The FDA has authorized the new antibody for emergency use in the treatment of COVID-19. The use of this medication can reduce the COVID-19 virus and help your body get rid of it faster rate!. A monoclonal antibody helps protect you against COVID-19, preventing it from attaching more of your cells. In clinical actions, 2% of patients who underwent monoclonal antibody therapy developed severe symptoms or needed to be hospitalized. That is less than the 7% of people who didn’t receive the treatment so far.
You qualify for monoclonal antibody treatment if your test result is negative.
Symptoms need to have begun less than ten days ago and must be mild to moderate COVID-19. You must also be at high risk of developing severe symptoms or requiring hospitalization.
The FDA recently expanded the list of risk factors for those considered high risk if they’re pregnant, 65+ or pregnant. These categories are based on a newly revised list of risk factors distributed by the FDA.
- Chronic kidney disease
- Immunosuppressive disease or you’re receiving immunosuppressive treatment
- Cardiovascular disease
- Chronic lung diseases
- Sickle cell disease
- Neurodevelopmental disorders
- Medical-related technologies are heavily reliant upon, such as a feeding tube.
Other medical reasons can also put you at risk for developing COWD-19 infection. Your doctor can review your health history and consider whether you qualify for treatment.
If you have COVID-19 and any other risk factors, it may be beneficial to start the monoclonal antibody treatment as soon as possible. The earlier you start it, the higher your chance of being cured.
What’s the best way to get monoclonal antibody treatment?
For treatment, you would need to contact your regular health care provider or an emergency facility first. If you think that monoclonal antibody treatment is for you, don’t forget to discuss it with your health care provider.
Monoclonal antibody treatments are taken by intravenous infusion.
The procedure is given as a drip and takes 30-60 minutes. Once you have received the monoclonal antibody treatment, you will need to stay in the infusion center for one hour to monitor doctors. This is done to make sure that there are no side effects from the treatment.
The drug’s possible side effects include fever, nausea, chills, fatigue, and rash, among others. These side effects stop if you stop taking the treatment.
What is the cost of monoclonal antibody treatment?
Generic medication isn’t free, but the process for getting it is. As long as you have insurance, you won’t incur any prescription costs. The only thing that might concern you is if your health insurance charges for something like checking labs or administering the treatment itself. When you schedule your infusion appointment, they can let you know what will happen regarding this.
You can receive COVID-19 if you have had monoclonal antibody treatment.

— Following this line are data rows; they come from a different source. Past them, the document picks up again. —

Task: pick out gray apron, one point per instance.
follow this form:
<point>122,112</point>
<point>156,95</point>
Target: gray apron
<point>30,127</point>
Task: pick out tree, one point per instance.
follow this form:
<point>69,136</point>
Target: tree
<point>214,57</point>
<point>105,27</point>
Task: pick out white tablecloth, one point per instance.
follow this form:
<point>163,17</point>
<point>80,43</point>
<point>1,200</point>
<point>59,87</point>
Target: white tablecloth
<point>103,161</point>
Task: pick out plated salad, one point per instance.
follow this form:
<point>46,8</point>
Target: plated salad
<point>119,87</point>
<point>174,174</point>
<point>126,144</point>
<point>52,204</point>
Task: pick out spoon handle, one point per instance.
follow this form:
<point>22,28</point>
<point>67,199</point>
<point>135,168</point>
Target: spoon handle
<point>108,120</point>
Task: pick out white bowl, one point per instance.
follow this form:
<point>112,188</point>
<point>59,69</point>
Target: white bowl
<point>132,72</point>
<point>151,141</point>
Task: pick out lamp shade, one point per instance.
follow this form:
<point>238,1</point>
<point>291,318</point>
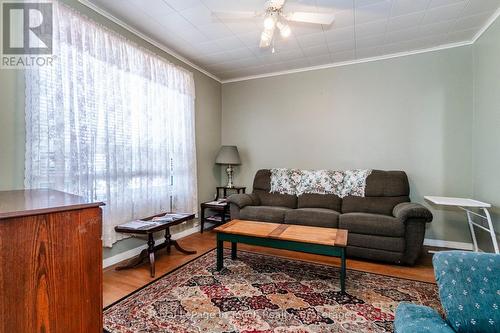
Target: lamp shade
<point>228,155</point>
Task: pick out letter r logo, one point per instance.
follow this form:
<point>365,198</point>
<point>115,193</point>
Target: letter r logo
<point>27,27</point>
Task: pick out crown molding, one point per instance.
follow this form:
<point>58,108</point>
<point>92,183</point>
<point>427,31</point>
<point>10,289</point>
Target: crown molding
<point>490,21</point>
<point>151,41</point>
<point>350,62</point>
<point>164,48</point>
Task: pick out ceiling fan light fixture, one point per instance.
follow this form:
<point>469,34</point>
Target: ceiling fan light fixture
<point>266,38</point>
<point>269,22</point>
<point>285,30</point>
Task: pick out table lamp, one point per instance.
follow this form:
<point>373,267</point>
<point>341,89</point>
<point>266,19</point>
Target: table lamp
<point>228,155</point>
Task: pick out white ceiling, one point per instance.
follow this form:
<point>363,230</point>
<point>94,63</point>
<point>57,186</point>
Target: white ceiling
<point>362,29</point>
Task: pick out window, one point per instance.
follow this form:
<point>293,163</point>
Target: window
<point>111,122</point>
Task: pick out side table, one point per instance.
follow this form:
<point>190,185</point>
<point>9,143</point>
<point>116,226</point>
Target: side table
<point>221,215</point>
<point>225,189</point>
<point>468,205</point>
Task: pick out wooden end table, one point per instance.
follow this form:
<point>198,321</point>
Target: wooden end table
<point>316,240</point>
<point>225,189</point>
<point>150,251</point>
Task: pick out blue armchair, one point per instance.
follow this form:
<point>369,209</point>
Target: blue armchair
<point>469,290</point>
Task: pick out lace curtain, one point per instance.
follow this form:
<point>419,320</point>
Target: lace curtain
<point>111,122</point>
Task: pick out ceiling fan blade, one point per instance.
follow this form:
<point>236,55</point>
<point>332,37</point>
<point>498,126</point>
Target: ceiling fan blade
<point>315,18</point>
<point>236,15</point>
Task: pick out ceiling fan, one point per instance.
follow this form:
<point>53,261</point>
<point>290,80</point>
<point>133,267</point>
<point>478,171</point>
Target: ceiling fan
<point>276,18</point>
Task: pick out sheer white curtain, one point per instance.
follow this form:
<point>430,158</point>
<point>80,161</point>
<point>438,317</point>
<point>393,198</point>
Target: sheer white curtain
<point>111,122</point>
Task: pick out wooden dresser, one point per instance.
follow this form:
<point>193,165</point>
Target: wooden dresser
<point>50,263</point>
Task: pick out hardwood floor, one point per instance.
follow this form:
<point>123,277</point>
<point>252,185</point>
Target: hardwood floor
<point>117,284</point>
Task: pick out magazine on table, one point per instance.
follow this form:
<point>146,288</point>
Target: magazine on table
<point>169,217</point>
<point>221,202</point>
<point>140,224</point>
<point>155,221</point>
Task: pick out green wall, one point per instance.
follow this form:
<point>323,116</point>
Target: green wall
<point>208,126</point>
<point>486,133</point>
<point>411,113</point>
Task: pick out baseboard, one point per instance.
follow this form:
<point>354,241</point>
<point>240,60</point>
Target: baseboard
<point>135,251</point>
<point>448,244</point>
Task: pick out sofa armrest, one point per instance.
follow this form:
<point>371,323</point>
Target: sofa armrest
<point>242,200</point>
<point>413,318</point>
<point>409,210</point>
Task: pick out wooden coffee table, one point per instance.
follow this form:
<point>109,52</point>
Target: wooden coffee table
<point>150,251</point>
<point>316,240</point>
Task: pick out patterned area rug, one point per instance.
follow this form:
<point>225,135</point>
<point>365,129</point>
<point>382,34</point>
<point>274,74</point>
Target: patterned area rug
<point>261,293</point>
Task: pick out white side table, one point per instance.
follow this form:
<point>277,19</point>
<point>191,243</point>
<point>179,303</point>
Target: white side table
<point>467,205</point>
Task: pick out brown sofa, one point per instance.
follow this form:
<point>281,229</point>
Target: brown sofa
<point>384,225</point>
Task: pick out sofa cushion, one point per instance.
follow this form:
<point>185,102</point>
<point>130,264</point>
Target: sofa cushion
<point>469,289</point>
<point>264,213</point>
<point>312,200</point>
<point>372,224</point>
<point>262,180</point>
<point>395,244</point>
<point>414,318</point>
<point>276,199</point>
<point>315,217</point>
<point>373,205</point>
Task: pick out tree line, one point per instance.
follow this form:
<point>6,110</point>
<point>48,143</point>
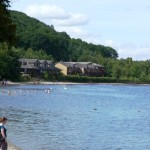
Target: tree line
<point>23,36</point>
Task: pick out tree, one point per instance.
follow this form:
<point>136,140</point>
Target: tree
<point>9,64</point>
<point>7,28</point>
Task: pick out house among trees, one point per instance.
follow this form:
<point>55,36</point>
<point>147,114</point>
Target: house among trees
<point>81,68</point>
<point>36,68</point>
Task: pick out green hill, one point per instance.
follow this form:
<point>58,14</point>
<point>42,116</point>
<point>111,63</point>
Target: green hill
<point>31,33</point>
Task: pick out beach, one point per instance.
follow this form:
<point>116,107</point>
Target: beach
<point>12,146</point>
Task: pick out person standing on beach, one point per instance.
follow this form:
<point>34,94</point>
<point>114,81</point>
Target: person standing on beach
<point>3,135</point>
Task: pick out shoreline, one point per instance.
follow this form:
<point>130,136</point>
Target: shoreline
<point>64,83</point>
<point>11,146</point>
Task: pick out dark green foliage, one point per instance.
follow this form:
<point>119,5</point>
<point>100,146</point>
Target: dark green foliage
<point>34,34</point>
<point>9,64</point>
<point>7,28</point>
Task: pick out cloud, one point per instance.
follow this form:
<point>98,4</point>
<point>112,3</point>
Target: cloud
<point>56,15</point>
<point>46,11</point>
<point>73,20</point>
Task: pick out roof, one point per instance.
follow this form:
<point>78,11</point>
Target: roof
<point>81,64</point>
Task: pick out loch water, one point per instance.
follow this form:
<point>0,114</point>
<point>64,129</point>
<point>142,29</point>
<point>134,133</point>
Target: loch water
<point>77,117</point>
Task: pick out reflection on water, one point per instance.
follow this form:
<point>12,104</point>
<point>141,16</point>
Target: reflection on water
<point>77,117</point>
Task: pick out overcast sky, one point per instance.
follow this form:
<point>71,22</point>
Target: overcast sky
<point>122,24</point>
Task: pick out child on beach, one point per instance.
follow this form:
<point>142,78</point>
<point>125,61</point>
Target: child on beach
<point>3,135</point>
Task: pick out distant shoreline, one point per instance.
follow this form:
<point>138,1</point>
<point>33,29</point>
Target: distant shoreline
<point>68,83</point>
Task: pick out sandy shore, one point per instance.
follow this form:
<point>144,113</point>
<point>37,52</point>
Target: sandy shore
<point>13,147</point>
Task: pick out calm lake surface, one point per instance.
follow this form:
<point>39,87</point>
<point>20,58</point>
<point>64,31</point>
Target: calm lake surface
<point>77,117</point>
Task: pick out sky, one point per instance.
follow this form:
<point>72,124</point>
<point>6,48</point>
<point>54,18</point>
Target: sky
<point>122,24</point>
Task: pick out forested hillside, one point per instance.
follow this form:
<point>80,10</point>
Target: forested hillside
<point>31,33</point>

All that needs to happen for you to be vaccinated is for your doctor to make a phone call and tell us what type of therapy you are undergoing to administer the required boosters.
It would help if you still waited a while before you go in for the vaccine, as your body needs time to make the necessary adjustments. It’s best to wait at least 90 days after treatment. If you’ve already been vaccinated, you can still get monoclonal antibody treatment.
If you have COVID-19 and would like to find out if you qualify for monoclonal therapy, please get in touch with your health care provider as soon as possible. These treatments can reduce the severity of symptoms and lower the chance that you’ll need to be hospitalized.